If Only White Men Voted, A Lot Of Us Would Be In Trouble

Image: New York Magazine
In the New York Times, Michael Sokolove has a piece detailing how the gender gap in voting is really the white male gap. He actually calls it the white male problem. Why? Because if only white men voted, we’d be in trouble.
The U.S. gender gap has been the subject of a trove of academic research. The findings, generally, are not flattering to men. Women tend to cast votes based on what they perceive as the overall benefit to the nation and their communities. Men are more self-interested.
Women in Europe and other Western democracies are also more likely to vote for left-leaning candidates, but the gender gaps tend to be more modest for the issues that divide America’s political parties — and sexes — are not as contested in places like England. Social welfare programs, public health care, abortion and guns are not really up for debate.
If Only White Men Voted
We’d have a Senator Roy Moore representing Alabama, where 72 percent of the state’s white male voters (and 63 percent of the white women) cast their ballot for a man who was accused of sexually assaulting a 14-year-old girl — and who faced sexual misconduct allegations from multiple other women related to incidents they said occurred when they were underage. (He has denied the accusations.)
We’d likely have a Senator David Duke from Louisiana. The entire U.S. Senate would look far different — with Democratic senators from just a handful of the bluest states. And there would never have been a President Barack Obama.
White Men Love Trump
The most recent poll by The New York Times and Siena College shows 48 percent of men backing the re-election of Mr. Trump, compared to 42 percent backing Joe Biden. For women, it’s 35 percent for Mr. Trump, and 58 percent for Mr.

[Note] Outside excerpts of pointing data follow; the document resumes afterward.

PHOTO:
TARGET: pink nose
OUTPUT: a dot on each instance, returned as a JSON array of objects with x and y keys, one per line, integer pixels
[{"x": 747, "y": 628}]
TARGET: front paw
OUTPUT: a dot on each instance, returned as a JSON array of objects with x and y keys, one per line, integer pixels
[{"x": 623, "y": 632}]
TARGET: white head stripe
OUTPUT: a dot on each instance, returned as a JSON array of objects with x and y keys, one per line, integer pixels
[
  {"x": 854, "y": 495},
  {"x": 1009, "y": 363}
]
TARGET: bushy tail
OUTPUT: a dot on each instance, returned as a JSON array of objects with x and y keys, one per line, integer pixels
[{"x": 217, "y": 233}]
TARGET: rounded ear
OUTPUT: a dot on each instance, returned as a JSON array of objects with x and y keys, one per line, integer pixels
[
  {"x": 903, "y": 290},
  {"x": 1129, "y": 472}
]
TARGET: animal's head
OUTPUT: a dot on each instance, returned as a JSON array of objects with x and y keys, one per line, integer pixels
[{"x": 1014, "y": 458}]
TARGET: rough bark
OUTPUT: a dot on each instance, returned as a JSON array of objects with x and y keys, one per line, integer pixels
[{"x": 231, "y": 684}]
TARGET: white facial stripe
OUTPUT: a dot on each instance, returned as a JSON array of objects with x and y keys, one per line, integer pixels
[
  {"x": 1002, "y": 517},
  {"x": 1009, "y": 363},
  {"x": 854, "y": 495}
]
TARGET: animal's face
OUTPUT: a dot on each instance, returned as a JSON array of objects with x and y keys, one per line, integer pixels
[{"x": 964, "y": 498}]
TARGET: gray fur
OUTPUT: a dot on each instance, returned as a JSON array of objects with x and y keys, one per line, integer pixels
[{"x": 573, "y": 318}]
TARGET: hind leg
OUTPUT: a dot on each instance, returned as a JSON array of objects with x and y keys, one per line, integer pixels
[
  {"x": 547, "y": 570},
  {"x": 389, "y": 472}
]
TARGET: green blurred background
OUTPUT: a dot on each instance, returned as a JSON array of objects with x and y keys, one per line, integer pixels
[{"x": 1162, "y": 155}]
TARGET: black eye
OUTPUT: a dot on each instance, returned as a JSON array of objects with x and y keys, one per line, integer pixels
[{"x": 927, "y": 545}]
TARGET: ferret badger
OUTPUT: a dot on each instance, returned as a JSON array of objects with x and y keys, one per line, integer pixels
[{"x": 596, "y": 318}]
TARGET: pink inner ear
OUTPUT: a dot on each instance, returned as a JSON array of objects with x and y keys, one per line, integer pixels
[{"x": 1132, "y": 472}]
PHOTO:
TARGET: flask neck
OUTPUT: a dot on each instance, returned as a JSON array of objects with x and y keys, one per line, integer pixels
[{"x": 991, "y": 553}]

Biden.
Broken down by race, the latest poll from Pew Research has Mr. Trump leading Mr. Biden among white men by a 12-percentage-point margin — 53 percent to 41 percent.
Gender Gap Emerged With Reagan
When Ronald Reagan defeated the incumbent president, Jimmy Carter, in the 1980 presidential election, exit polls showed that women favored him by a slim 2-percentage-point margin but that he won the male vote 55 to 36 percent. The last time the gender gap was that big was the 1950s, but at that point — and traditionally — it was women who were the more conservative voters, which was largely attributed to their greater religiosity.
Polling is consistent that women are more likely to favor government spending on social issues, and that is likely one reason the gender gap emerged in 1980. Reagan exacerbated this gap by campaigning aggressively to starve big government and shrink generous social programs, railing against “welfare queens” at a time when women, many of them poor, were increasingly heads of single-parent households. He fell in line with the Republican Party’s strong anti-abortion stance, even though he had signed liberal abortion legislation as governor of California.
Democrats and Republicans
Rather than men and women having changed their ways of thinking over the past several decades, perhaps the two major parties have basically branded themselves by gender, as well as by race. The hundreds of million of dollars spent each election cycle to “energize the base” serve to herd voters into their respective tents. Once inside, they hear messages that reaffirm and cement their party identity.
The Republican Party is for white men and people who think like white men. The Democratic Party is the party for women and for people of color, who are even more dependable Democrats than women.
What If College Educated White Men Voted Like Dems?
It is also, increasingly, the party of the college educated: In a late September Washington Post-ABC News poll, Trump led Biden by a modest 8 points among white men with a college degree, but by a whopping 39 points among white men without a college degree. In other words, white college-educated men are beginning to vote more like women and people of color. These demographics may increasingly unite to head off the most extreme manifestations of the white male vote.
Non-White Gender Gap
Even among minority voters, however, there is a gender gap. A Pew poll in early October showed that just 6 percent of Black women support Mr. Trump; for Black men, it was 11 percent. There was a bigger gap between Hispanic men and women: 23 percent of women were for Mr. Trump, and 35 percent of men.
The Year When We Say White Men Voted For Yet Could Not Save Trump
Mr. Trump has widened just about every pre-existing divide in America, and it is hard to imagine a candidate better suited to turn the gender gap into a canyon. His boorish tone, inability to express empathy and unwillingness to admit mistakes are not qualities that most women find attractive.
The president clearly knows he is struggling with women. His deficit with them is amplified by another kind of gap: Women consistently turn out to vote in higher numbers than men, by an average of about 4 percentage points.
Anything could happen between now and Nov. 3, but Mr. Trump might be fading so fast and hard that Mr. Biden could win the male vote — though not the white male vote.